В августе 1670 года, накануне Дня семи святых эфесских мучеников, когда кончается запрет есть оленину, Никон Севаст сказал:

– Один из верных путей в истинное будущее (ведь есть и ложное будущее) – это идти в том направлении, в котором растет твой страх.

И стал собираться на охоту. С ним был Теоктист Никольски A, монах, который в монастыре помогал ему переписывать книги. Эта охота вошла в историю благодаря записям Теоктиста. Севаст, как рассказывают, посадил борзую на седло, себе за спину, и они отправились охотиться на оленей. Вскоре борзая спрыгнула со спины коня, но никакого оленя поблизости не было. Собака тем не менее тявкала, как будто действительно гонит добычу, и казалось, что та, невидимая, но тяжелая, движется по направлению к охотникам. Слышалось, как трещат кусты. Севаст вел себя так же, как и борзая. Он держался так, как будто перед ним олень, причем действительно совсем неподалеку слышалось что-то похожее на дыхание оленя, и Теоктист подумал, что архангел Гавриил наконец явился Никону в облике оленя, иными словами – обращенный в душу Никона Севаста. А говоря еще точнее: архангел принес душу Никону в подарок. Таким образом, Никон в тот день на охоте поймал собственную душу и заговорил с ней.

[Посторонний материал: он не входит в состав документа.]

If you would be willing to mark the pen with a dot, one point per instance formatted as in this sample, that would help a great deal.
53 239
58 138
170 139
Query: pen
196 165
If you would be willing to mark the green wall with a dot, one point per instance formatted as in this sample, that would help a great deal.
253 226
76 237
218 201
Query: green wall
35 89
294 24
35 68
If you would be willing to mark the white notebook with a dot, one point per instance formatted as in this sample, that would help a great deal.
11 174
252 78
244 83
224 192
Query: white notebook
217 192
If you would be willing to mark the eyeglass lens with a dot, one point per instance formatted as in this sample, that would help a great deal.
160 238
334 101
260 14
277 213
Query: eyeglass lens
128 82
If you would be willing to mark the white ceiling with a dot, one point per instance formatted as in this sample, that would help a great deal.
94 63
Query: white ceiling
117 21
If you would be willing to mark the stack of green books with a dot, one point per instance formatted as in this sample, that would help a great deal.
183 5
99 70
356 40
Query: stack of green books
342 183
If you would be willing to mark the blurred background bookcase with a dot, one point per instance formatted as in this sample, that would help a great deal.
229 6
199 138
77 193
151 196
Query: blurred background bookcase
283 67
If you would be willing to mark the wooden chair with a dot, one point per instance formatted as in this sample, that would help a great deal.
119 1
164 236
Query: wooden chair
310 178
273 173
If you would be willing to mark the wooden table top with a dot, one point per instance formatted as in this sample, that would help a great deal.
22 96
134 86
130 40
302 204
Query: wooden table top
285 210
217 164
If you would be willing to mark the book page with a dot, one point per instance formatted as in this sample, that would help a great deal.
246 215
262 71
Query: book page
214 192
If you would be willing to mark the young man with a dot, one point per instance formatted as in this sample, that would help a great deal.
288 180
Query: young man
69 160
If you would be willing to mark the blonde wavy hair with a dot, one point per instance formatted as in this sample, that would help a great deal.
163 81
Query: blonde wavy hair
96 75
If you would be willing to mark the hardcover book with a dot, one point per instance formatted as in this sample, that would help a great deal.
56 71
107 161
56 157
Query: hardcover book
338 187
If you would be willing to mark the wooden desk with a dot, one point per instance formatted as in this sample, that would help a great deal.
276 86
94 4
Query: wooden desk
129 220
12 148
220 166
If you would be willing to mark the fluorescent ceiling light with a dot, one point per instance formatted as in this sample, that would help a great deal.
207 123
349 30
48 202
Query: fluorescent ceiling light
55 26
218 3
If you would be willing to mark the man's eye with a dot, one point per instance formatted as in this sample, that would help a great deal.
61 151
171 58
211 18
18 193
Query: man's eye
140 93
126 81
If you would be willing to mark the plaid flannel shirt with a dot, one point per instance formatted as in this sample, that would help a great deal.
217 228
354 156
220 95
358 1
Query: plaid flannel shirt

– Глубока твоя глубина и велика твоя слава, помоги мне восхвалять тебя в красках! – вскричал Севаст, обращаясь к архангелу, или к оленю, или к собственной душе – одним словом, к тому, что это было, – Я хочу нарисовать ночь между субботой и воскресеньем, а на ней твою самую прекрасную икону, чтобы тебе молились и в других местах, даже не видя ее!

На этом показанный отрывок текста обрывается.